De Leeuwarder Courant deed op 21 december 1934 verslag van de rechtzitting die daarop volgde:

De chauffeursstaking bij de Citax duurt al weer verscheidene dagen en is mede aanleiding geworden van onaangenaamheden. Op maandag 19 november zou een der chauffeurs, n.l. Jacob Spin, zich naar zijn huis begeven, toen hij door tal van stakende Citax-chauffeurs werd opgewacht, volgens de dagvaarding, in zijn vrijheid belemmerd en op de teenen getrapt, tegen de hielen geschopt en aangestooten. Hiervan verdacht worden J.D. te Leeuwarden en B.H. te Huizum. Thans staan ze terecht.
Kantonrechter: Er waren wel vijftien stakers, maar D. en H. hebben zich in het bizonder aan vrijheidsbelemmering en stompen en stooten schuldig gemaakt, wat zij beslist ontkennen.
Jacob Spin was tijdens de staking in dienst bij de Citax en deelt mede: Ik deed niet mede aan de staking en zou op den bewusten middag naar huis gaan in de Jan Steenstraat, toen ik met nog twee anderen omringd werd door tal van stakende chauffeurs.
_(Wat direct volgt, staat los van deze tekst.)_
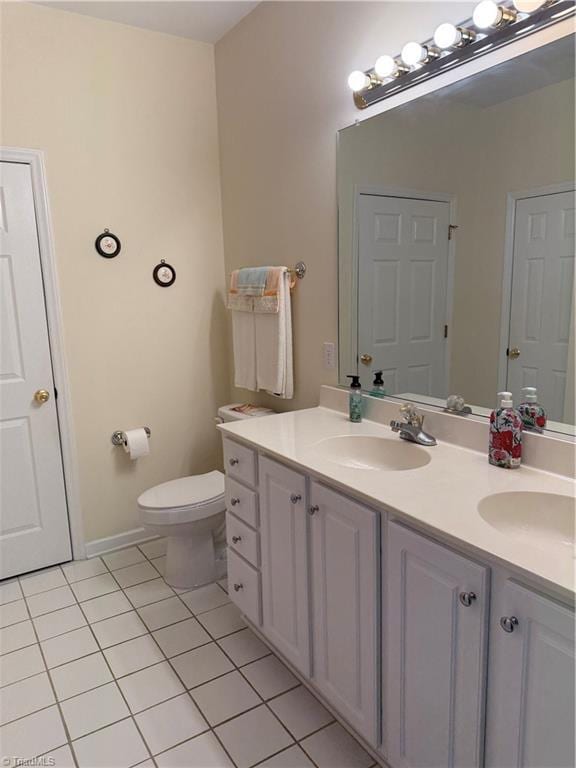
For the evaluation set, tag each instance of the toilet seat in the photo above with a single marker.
(185, 500)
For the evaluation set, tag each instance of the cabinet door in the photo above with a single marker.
(530, 721)
(434, 677)
(283, 543)
(344, 564)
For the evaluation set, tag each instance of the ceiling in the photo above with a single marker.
(205, 21)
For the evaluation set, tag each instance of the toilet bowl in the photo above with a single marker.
(189, 512)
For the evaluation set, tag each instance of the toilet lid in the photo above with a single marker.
(192, 491)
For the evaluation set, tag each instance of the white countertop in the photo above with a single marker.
(442, 496)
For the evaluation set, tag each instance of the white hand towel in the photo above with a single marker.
(274, 359)
(244, 343)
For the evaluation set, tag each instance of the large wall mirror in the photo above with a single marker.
(456, 239)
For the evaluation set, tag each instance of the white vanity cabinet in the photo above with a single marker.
(434, 658)
(344, 558)
(284, 556)
(435, 635)
(530, 722)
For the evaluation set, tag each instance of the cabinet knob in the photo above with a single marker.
(508, 623)
(467, 598)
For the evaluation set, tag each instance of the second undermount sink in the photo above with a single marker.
(546, 519)
(376, 453)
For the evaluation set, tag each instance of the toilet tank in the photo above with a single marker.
(238, 411)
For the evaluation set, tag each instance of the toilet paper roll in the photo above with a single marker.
(137, 443)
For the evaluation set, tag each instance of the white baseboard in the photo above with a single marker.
(120, 540)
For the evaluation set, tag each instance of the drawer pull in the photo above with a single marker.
(467, 598)
(508, 623)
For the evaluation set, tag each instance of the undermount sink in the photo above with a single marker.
(377, 453)
(546, 519)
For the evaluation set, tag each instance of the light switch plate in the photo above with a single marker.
(329, 350)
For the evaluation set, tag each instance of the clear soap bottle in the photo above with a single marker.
(532, 413)
(355, 400)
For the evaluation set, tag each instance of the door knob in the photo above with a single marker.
(508, 623)
(467, 598)
(41, 396)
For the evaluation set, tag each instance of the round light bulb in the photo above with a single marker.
(385, 66)
(447, 36)
(487, 14)
(413, 53)
(358, 80)
(528, 6)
J.D. ging voor ons loopen en B.H. ter zijde. Op den hoek van de Frans Halsstraat en de Ruysdaelstraat werd ik van de makkers gescheiden en door stakers omringd. Van voren trapten ze mij op de teenen en van achteren schopten ze me tegen de hielen, terwijl ze me ook aanduwden. Zowel D. als H. deden er aan mee.
Verdachte D. zegt dat hij hem niet heeft aangeraakt, wel liep hij naast hem met de handen in den zak.
Ambtenaar: Dus je hebt naast hem geloopen?
H. erkent dat hij links van Spin liep, maat stooten of op de teenen trappen heeft hij niet gedaan. Wel spraken ze met hem, maar toen daagde hij ons uit. Hij zei: ik zal je met een blauwe boon raken.
Spin houdt vol dat ze hem bij het oversteken op den hoek der straat in zijn vrijheid belemmerden en van beide anderen afsneden, maar verdachten bleven dit ontkennen.
Kantonrechter: Dat alles zoo’n vredig verloop heeft gehad als verdachten zeggen, komt mij wel wat vreemd voor.
Ambtenaar: Heb je wel eens meer last van de stakers?
Spin: Het begint nu al wat beter te worden.
Getuige Jansma, chauffeur te Huizum, staakte ook niet. Hij vertelt: Op 19 november gingen we met z’n drieën naar huis. D. liep voor ons langs en daar achter Spin. Ik wou hem niet achterlaten en keek telkens om, maar dan werd er geroepen: Je moet niet omkijken, waarop ik antwoordde: Dat zal ik wel doen. En tot wel zeven maal toe hoorde ik Spin bij het duwen en schoppen zeggen: Laat mij met rust.
Verdachte op zijn beurt beweert, dat Jansma dit nooit kan gehoord hebben, maar ze hebben zeker een afspraak gemaakt, wat ze zouden zeggen.
Nu echter treedt de ambtenaar tusschenbeide en zegt: Met zulke leelijke veronderstellingen moet je ons van het lijf blijven. Getuigen hebben een eed gedaan en worden dus geloofd, anders zouden ze zich aan meineed schuldig maken.
Nu treden een tweetal getuigen à décharge op. Allereerst Dooitsen Terpstra, één der stakende chauffeurs. Hij woonde het toneel bij en beweert: Verdachten hebben niets met Spin gedaan. Ze wilden met hem praten, maar daar kwam niet veel van in.
Ook de andere getuige à décharge is een staker, n.l. Gerrit Dijkstra van Leeuwarden en beweert hetzelfde. Er is niets gebeurd, maar wel heeft hij ons onderweg uitgedaagd. Trouwens, dat deed hij altoos.

Requisitoir.

Ambtenaar: Maar waarom zou hij dit nu doen. Daar was immers niet de minste reden voor. Ik acht het ten laste gelegde wettig en overtuigend bewezen. De getuigenissen zijn gelijkluidend.
D. is voor Spin langs geloopen en heeft hem op de teenen getrapt. Ook H. deed aan het duwen en schoppen mede, natuurlijk tegen den wil van Spin, die zelfs van zijn makkers gescheiden werd, terwijl beide getuigen à décharge alleen verklaren, dat er niets gebeurd is.
Ik zou boete kunnen vragen, maar omdat die vermoedelijk toch door anderen betaald zou worden, vraag ik voor ieder een week hechtenis.
Verdachten houden vol, dat zij niets gedaan hebben.
Kantonrechter: Het was anders geen geschikte gelegenheid om met Spin te praten. ’t Is meer opgezet als een demonstratie en niet allereerst om te overreden. Uitspraak op 3 januari.